I have heard pride talk and yearnings, and intellectualizations about oppression.
It is to be said, if you are my republican gay brother, some among us would not want to piss on you if your hair was on fire.
I might have been one of those who said this.
I take it back.
Because of this. If we are to evolve in the gay community, beyond our mutual oppression, then we have to form a mutual solidarity.
Gay pride is more than about just pride. It is more than about seeing, in a metaphorical sense, in the gay community, whose sexually stimulative parts are bigger.
It is also about power. The power, as a small minority of people, to get some control of our lives and push back against the forces arrayed against us.
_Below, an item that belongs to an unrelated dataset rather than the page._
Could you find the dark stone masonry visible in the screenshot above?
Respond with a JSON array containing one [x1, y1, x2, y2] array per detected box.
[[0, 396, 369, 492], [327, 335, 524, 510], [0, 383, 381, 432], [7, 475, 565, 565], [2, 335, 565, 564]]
And, there has been some rumbling about whether the fights we are having are worth having, or are instead oppressing other people within the broad spectrum that is the LGBT community.
But, here’s the thing.
I wish for you to have all the options open to you that heterosexual society offers. This is not surrender, or mainstreaming, or assimilation.
It is options, and working toward the day when the broader society sees us as nothing but people. That is all.
And to have options, we as a community have to get over our bitchiness, our self important sense of alienation from one another, and to, with great consternation and difficulty, learn to accept EACH OF US as we are.
I dislike, as a general rule, bootlickers. I don’t want, or like, people who lick the boots of people who wish to hold us back or oppress us.
This is why (again, as a general rule), I find it very difficult to accommodate gay people who, for whatever reason, find it preferable to foment irrelevant argumentation, or spurious support of people who might not always have our best interests at heart.